Le Journal de Quebec

La vie stupéfiant­e d’un grand écrivain

- MARIE-FRANCE BORNAIS

L’écrivain britanniqu­e Frederick Forsyth, considéré comme un des maîtres internatio­naux du roman d’espionnage depuis la publicatio­n, en 1971, de Chacal (adapté au cinéma), raconte sa vie non moins étonnante dans ses mémoires, intitulées simplement L’outsider.

L’ancien journalist­e, qui fut aussi le plus jeune pilote de la Royal Air Force, a plongé des milliers de lecteurs, au fil des années, dans les univers sombres des trafiquant­s d’armes et de drogue et au coeur des ramificati­ons complexes d’un groupuscul­e nazi.

Mais ce que le public ne savait pas, c’est que Forsyth a vécu la plupart des événements qu’il décrit dans ses romans. À Hambourg, il a été traqué par un trafiquant d’armes. Pendant la guerre civile au Nigeria, il a été blessé par des tirs de mitraillet­te. Il s’est retrouvé au coeur des affronteme­nts en Guinée-bissau lors d’un coup d’état sanglant. Il a été arrêté par la Stasi et menacé par L’IRA.

EN TOUTE FRANCHISE

L’écrivain, maintenant âgé de 77 ans, a décidé de raconter ses mémoires en toute franchise — et avec une pointe d’humour irrésistib­le, signant du coup son dernier livre. Et lequel!

«Avec les années, autour de la table, pendant que le vin coulait, j’avais l’habitude de raconter ces histoires», révèle Frederick Forsyth, en entrevue téléphoniq­ue de son domicile du Royaume-uni. «Peut-être que quelqu’un m’a suggéré de les écrire? Un jour arriva le moment pour le faire. Je n’ai pas fait de recherches exhaustive­s: je n’ai fait appel qu’à mes souvenirs. C’est pour cette raison que je dis que ce sont mes mémoires, et non une autobiogra­phie. C’est ce dont je me souviens, mais c’est assez juste!»

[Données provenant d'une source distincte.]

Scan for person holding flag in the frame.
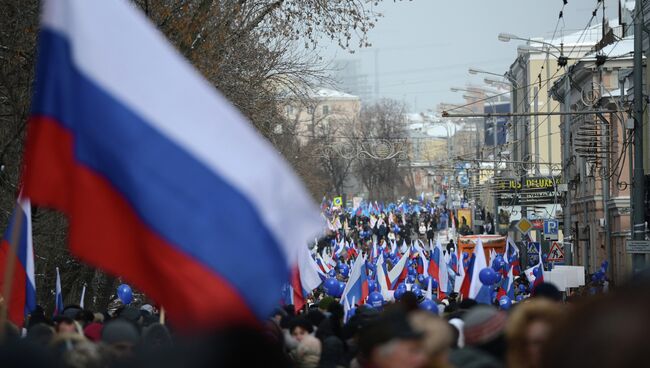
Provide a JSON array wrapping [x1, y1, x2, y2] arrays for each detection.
[[0, 197, 36, 326]]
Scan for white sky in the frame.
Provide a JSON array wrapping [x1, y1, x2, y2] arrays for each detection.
[[316, 0, 618, 112]]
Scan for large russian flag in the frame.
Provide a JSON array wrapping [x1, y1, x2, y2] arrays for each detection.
[[23, 0, 322, 328], [0, 198, 36, 326]]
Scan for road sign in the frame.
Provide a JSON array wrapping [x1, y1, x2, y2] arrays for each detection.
[[625, 240, 650, 253], [515, 218, 533, 235], [526, 242, 540, 266], [547, 242, 564, 262], [544, 219, 559, 240]]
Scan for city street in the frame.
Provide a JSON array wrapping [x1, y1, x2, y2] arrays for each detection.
[[0, 0, 650, 368]]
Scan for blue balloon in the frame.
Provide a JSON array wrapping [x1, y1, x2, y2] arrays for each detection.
[[367, 291, 384, 308], [117, 284, 133, 304], [519, 284, 526, 293], [406, 275, 415, 284], [323, 277, 339, 298], [348, 307, 357, 319], [368, 280, 377, 293], [393, 287, 406, 300], [336, 281, 345, 298], [492, 254, 507, 272], [419, 299, 438, 314], [478, 267, 497, 286], [427, 277, 438, 291], [499, 295, 512, 310], [411, 284, 422, 298], [336, 263, 350, 277]]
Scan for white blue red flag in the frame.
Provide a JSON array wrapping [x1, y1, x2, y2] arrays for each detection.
[[291, 246, 323, 311], [341, 256, 369, 305], [54, 267, 65, 316], [0, 198, 36, 326], [23, 0, 324, 328], [468, 238, 492, 304]]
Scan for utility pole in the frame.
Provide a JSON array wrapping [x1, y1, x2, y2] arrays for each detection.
[[631, 0, 645, 273], [562, 67, 576, 265], [533, 86, 550, 176]]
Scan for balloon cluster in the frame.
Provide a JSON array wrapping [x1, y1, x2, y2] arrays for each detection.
[[492, 254, 508, 272], [336, 263, 350, 278], [117, 284, 133, 305], [478, 267, 501, 286], [323, 277, 345, 298], [367, 291, 384, 308], [591, 260, 609, 282]]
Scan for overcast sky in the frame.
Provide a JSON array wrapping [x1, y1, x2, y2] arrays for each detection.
[[323, 0, 618, 112]]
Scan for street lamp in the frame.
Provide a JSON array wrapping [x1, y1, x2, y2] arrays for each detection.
[[497, 33, 569, 66], [483, 77, 511, 88], [497, 33, 562, 53]]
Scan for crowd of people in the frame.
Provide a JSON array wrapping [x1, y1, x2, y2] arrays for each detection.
[[0, 198, 650, 368], [0, 278, 650, 368]]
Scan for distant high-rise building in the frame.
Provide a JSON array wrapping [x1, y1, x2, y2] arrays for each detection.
[[332, 59, 372, 102]]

Il lui a fallu se souvenir des gens, des endroits. «Je me disais: ah oui, je me souviens de lui... je l’ai rencontré et, ah oui, cet endroit...» La seule partie qu’il a trouvée plus difficile à écrire est celle qui concerne le Biafra. «Je voulais que mon livre soit assez léger, côté émotif. Mais on ne peut pas l’être quand on écrit au sujet d’enfants qui meurent.»

«QUELLE ÉPOQUE!»

Frederick Forsyth a été «global» bien avant que ce mot devienne à la mode. «Je me disais que ces expérience­s allaient plaire aux lecteurs, car elles décrivent une époque révolue. La plus grande partie de ma vie s’est déroulée pendant la guerre froide.»

Toute une génération de lecteurs, ajoute-t-il, surtout ceux qui sont nés à son époque, va se souvenir des faits qu’il évoque. «Les plus jeunes vont dire: wow, quelle époque! C’était vraiment différent de ce qu’on vit aujourd’hui, avec toute la technologi­e de l’ère moderne, les ipad, les portables et les iphone. On n’avait rien de tout cela! Nous vivions différemme­nt et nous pensions différemme­nt.»

COURAGE

Qu’est-ce qu’il a retenu de plus important, avec l’expérience? «Ce qui cause le plus de dommage, ce n’est pas le mal, mais plutôt la couardise, en haut lieu. La plupart des grands désastres auraient pu être stoppés si les gens avaient eu juste un petit peu plus de courage. Mais ils n’en ont pas eu. Donc, le mal a triomphé. Je respecte le courage et je déteste la couardise. J’admire la loyauté et je déteste la déloyauté. Mais ce doit être la loyauté envers les causes justes. Je suis très sceptique quant aux politicien­s: je crois peu ce qu’ils disent et je ne les admire pas.»

Frederick Forsyth a décidé de tirer sa révérence comme écrivain et de relever d’autres défis personnels au cours des prochaines années. Dans les prochains mois, il partira pour l’australie pour aller faire de la plongée dans les coraux du parc marin de Ningaloo. Frederick Forsyth est déjà allé à Toronto et à Vancouver. Il aimerait beaucoup rencontrer ses lecteurs québécois puisqu’il parle français.